Learning Radiology xray montage

Lupus Erythematosis

  • Lungs and pleura are involved more often in lupus than any other collagen vascular disease (type III immune complex phenomenon)

  • Findings include:

    • Anti-nuclear antibody present in 87%

    • LE cells in 78%

    • Hypergammaglobulinemia in 77%

    • Rheumatoid factor in 21%

  • Skin changes include

    • Butterfly rash

    • Alopecia

    • Photosensitivity

    • Raynaud's

  • Can be induced by drugs

    • Four drugs account for 90% of cases

      • Hydralazine

      • Pronestyl (procainamide)

      • Dilantin

      • INH

    • Pleuroparenchymal changes more common than SLE

    • This form does not involve kidney and will disappear if drug is stopped


  • Patchy areas of consolidation at the lung bases, especially peripherally

  • These may be 2° to infection (common) or lupus infiltrates (uncommon)
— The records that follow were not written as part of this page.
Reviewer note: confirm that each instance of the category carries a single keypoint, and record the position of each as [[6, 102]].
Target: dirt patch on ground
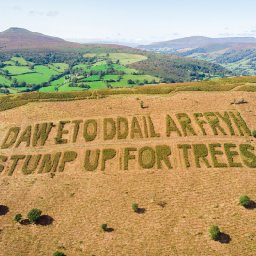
[[179, 204]]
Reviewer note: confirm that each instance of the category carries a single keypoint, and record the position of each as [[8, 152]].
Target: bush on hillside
[[135, 207], [34, 215], [18, 217], [245, 201], [59, 254], [214, 232]]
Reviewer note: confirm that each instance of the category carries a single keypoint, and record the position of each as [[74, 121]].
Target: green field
[[125, 58], [4, 81], [17, 70], [95, 71]]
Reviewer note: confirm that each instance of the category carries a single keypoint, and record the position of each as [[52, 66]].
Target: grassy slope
[[228, 84], [180, 204]]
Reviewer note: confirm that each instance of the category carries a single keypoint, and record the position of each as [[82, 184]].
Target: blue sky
[[131, 20]]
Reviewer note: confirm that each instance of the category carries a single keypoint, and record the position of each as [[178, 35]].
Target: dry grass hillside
[[177, 205]]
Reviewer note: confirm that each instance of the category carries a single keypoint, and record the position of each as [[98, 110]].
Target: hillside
[[19, 38], [178, 202], [202, 42], [238, 54], [35, 62]]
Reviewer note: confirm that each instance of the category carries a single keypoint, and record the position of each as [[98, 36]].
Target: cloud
[[52, 14], [35, 13], [16, 8], [47, 14]]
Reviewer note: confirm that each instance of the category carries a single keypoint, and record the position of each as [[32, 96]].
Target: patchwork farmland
[[96, 71], [152, 171]]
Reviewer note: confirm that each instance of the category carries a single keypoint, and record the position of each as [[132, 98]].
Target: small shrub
[[135, 207], [34, 215], [59, 254], [245, 201], [18, 217], [104, 227], [214, 232]]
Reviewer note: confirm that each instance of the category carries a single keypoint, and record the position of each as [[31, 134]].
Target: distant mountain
[[238, 54], [202, 42], [20, 38]]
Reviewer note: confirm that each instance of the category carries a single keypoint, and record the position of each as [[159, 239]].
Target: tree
[[130, 81], [34, 215], [214, 232], [245, 201]]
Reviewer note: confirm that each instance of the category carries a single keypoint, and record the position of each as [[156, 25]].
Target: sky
[[137, 21]]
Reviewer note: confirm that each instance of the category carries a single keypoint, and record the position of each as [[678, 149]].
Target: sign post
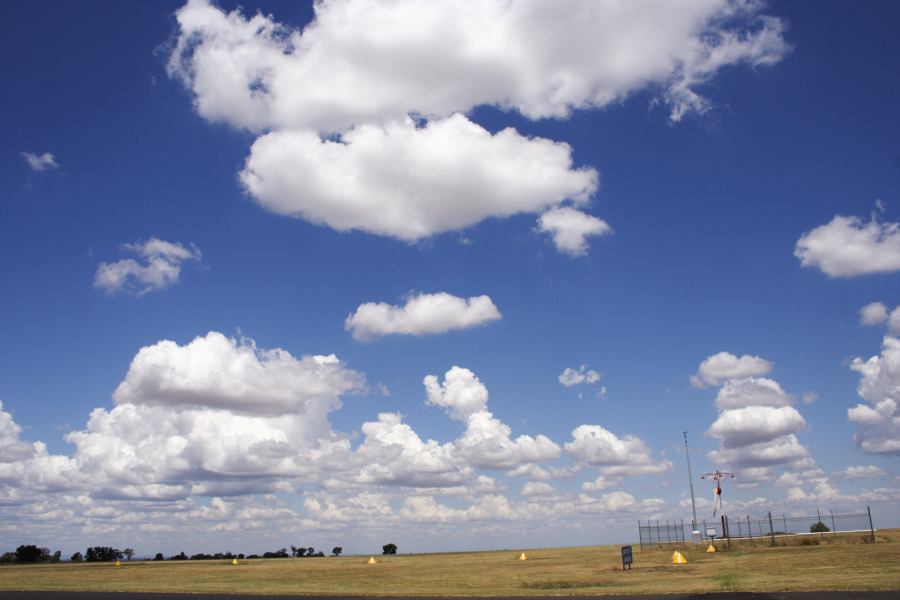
[[626, 558]]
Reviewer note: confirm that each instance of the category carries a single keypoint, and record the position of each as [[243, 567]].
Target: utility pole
[[691, 481]]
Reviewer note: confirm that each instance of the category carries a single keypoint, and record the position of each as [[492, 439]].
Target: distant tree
[[819, 527], [102, 554], [32, 554]]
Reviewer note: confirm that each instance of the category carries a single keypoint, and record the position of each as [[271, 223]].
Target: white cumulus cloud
[[461, 394], [752, 391], [364, 62], [333, 101], [862, 472], [160, 270], [570, 229], [583, 374], [738, 427], [874, 313], [848, 247], [423, 314], [718, 368], [598, 447], [410, 182], [40, 162], [215, 371], [878, 421]]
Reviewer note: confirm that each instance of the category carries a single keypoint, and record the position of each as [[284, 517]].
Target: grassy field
[[832, 564]]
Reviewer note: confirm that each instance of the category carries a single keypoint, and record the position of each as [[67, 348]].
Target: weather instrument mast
[[691, 481], [718, 476]]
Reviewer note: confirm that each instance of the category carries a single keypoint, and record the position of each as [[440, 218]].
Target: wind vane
[[718, 476]]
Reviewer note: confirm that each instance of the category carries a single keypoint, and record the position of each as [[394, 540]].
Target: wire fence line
[[772, 527]]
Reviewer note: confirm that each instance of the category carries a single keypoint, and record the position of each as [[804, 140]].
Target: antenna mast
[[687, 454], [718, 476]]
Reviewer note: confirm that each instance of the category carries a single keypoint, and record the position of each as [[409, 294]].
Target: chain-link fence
[[772, 527]]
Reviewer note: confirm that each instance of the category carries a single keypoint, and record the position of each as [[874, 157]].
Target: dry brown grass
[[840, 565]]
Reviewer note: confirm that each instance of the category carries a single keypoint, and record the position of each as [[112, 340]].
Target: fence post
[[640, 535], [749, 530], [771, 528], [726, 530], [871, 526]]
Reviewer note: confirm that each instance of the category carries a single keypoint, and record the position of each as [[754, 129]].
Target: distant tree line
[[34, 554], [30, 554]]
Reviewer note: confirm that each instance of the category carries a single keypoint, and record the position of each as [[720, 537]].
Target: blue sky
[[706, 172]]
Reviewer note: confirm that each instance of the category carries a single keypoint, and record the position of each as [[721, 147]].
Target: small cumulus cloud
[[582, 375], [160, 269], [723, 366], [847, 246], [570, 229], [861, 472], [423, 314], [40, 162]]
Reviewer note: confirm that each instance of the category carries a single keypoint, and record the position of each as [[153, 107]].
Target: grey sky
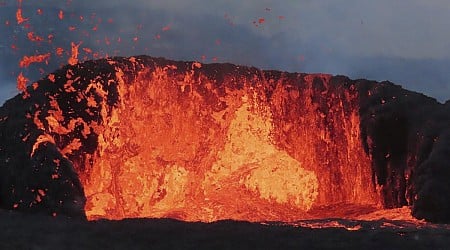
[[405, 41]]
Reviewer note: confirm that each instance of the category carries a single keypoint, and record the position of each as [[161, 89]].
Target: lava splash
[[149, 137]]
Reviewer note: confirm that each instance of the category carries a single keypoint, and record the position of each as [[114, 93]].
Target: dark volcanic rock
[[405, 134]]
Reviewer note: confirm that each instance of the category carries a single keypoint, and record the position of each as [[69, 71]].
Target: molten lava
[[252, 147], [148, 137]]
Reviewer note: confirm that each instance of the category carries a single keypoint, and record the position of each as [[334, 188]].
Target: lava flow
[[148, 137]]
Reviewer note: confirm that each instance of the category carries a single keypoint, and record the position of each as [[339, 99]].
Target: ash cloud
[[403, 42]]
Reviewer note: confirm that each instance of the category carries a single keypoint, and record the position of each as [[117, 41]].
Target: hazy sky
[[404, 41]]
  • Pleural effusion is probably most common lung manifestation 2° pleuritis

  • Usually bilateral and small but may become very large

  • If unilateral, more often on the left

  • Discoid atelectasis is common

  • Massive pulmonary hemorrhage may occur

  • Cavitary nodules may occur (but are more common in RA)

  • Cardiomegaly may be 2° to effusion or cardiomyopathy

  • Diffuse interstitial fibrosis does not occur in SLE

Think of SLE with combination of:

  •  Pleural effusion, discoid atelectasis and patchy infiltrates at the bases (DDx: thromboembolic disease)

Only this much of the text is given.